Unlike some of the newer ThinkPads that the Dynabook hopes to compete against, the bezels on the display can appear dated to anyone’s who been gifted a company laptop in the last two to three years. Fortunately, companies don’t hand out laptops all that often and switching from a 2017 laptop to a 2022 with similar size bezels will garner equal parts ambivalence and ignorance from employees.

Dynabook lid - interior

Another moment of “ignorance equals bliss,” is going from devices supporting similar connectivity options. Over the past few years, laptop OEMs have been juggling port selections like clowns with chainsaws waiting as modern audiences wait to see which port gets cut from the next iteration of their beloved device.

Thankfully, Dynabook is thinking of employee convenience here and keeping all the ports that have kept many ThinkPad’s in rarified air, such as a two Thunderbolt 4 slots, full-sized HDMI port, two USB Type-A ports, RJ-45 ethernet port, 3mm audio jack, dedicated DC jack (even though it can be charged via one of the Thunderbolt 4 ports) and microSD card reader.

Dynabook - ports - exterior

Bye-bye dongles.

In addition to a bevy of physical connectivity options, the Protege also supports the latest wireless offerings with Bluetooth 5.2 and Wi-Fi 6E for snappy speeds and pairing of additional devices to the laptop.

For anyone coming from the U-style chicklet keys of a ThinkPad or the low-profile Dell Precision keyboards, getting used to the mushier Dynabook key travel will take some getting used. Dynabook does however, offer slightly more space around each of its keys, which helps even the laziest keyboard Typers feel like record-breaking typists.

Dynabook keyboard - interior

The placement of buttons along the Fn row will also take some getting used as Dynabook has taken a couple liberties with the placement of items such as an actual function toggle, media playback and power options.

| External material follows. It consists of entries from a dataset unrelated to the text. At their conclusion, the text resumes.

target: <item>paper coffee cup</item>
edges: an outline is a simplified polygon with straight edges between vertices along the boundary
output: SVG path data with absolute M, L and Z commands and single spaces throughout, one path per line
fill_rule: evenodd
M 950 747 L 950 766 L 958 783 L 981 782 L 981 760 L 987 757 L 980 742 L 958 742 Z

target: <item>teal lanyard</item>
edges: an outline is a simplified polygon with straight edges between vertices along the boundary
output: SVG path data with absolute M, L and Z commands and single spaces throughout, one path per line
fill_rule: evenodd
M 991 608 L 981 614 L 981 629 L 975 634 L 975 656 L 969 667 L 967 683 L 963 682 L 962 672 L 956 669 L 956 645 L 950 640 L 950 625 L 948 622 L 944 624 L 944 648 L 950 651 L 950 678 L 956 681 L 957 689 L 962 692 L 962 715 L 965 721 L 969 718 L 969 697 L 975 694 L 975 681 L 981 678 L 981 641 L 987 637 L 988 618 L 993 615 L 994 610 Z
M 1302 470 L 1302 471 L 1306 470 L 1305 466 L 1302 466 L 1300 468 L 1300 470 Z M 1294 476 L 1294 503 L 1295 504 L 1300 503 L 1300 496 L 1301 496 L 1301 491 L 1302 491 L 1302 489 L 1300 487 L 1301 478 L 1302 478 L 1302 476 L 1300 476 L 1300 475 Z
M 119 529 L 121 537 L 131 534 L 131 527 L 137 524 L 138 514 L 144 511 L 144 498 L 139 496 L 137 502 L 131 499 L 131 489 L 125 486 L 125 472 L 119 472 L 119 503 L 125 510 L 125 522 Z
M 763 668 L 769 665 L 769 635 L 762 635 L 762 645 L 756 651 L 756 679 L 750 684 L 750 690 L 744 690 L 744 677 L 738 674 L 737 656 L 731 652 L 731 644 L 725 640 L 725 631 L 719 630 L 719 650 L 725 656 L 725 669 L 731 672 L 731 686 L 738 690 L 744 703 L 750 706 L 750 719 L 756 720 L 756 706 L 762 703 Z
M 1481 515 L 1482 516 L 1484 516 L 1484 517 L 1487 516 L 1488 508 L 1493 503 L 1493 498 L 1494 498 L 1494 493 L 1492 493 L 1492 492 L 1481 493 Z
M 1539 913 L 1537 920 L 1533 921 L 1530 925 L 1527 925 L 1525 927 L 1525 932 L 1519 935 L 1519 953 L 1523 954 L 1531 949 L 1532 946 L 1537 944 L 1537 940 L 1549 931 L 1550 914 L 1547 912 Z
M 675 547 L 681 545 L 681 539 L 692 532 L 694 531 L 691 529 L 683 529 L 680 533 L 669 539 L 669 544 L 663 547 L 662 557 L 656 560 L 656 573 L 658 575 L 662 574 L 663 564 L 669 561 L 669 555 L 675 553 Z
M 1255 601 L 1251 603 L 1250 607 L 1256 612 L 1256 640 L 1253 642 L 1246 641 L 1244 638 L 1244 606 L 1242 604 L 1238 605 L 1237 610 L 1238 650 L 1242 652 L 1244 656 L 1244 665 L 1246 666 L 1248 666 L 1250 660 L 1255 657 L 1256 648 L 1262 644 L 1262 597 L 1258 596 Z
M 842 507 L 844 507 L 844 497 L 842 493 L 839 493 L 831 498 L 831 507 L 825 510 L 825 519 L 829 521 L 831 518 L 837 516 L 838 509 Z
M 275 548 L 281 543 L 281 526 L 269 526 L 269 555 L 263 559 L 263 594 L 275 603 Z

I’m not going to spend too much time on the webcam as it is still is 720p potato smeared experience in 2022.

Performance

Loaded with up to 12 cores of Intel i7 power, the Dynabook crushes most data intensive tasks while doing a decent job of rendering GPU laden applications with only a modicum of struggle.

The synthetic benchmarks allow users to see a generic industry comparison between the Protege and what would likely be its competitors sitting on store or digital shelves.

Dynabook - Protege X40 Comparison charts

As far real-world performance, the Dynabook Protege X40 is on par with modern productivity laptops with similar battery life and heat distribution. When unplugged the device opts for fan and heat dispersion over throttling which is great for squeezing out more content but killer for a user’s lap and wrists as the laptop gets cooking under duress.

Summary

The Protege X40 is meant for data workers and as such the paltry Iris Xe graphics are great for short burst of GPU heavy lifting in specific applications but is not great for gaming or content editing. With Intel’s i7, 12 cores and up to 64GB or memory, users will be choosing to fly through macros-laden Excel docs, excessively large PDFs, multi-gigabyte PowerPoint presentations and several opened Edge and Chrome instances with multiple open tabs, over playing the latest AAA game.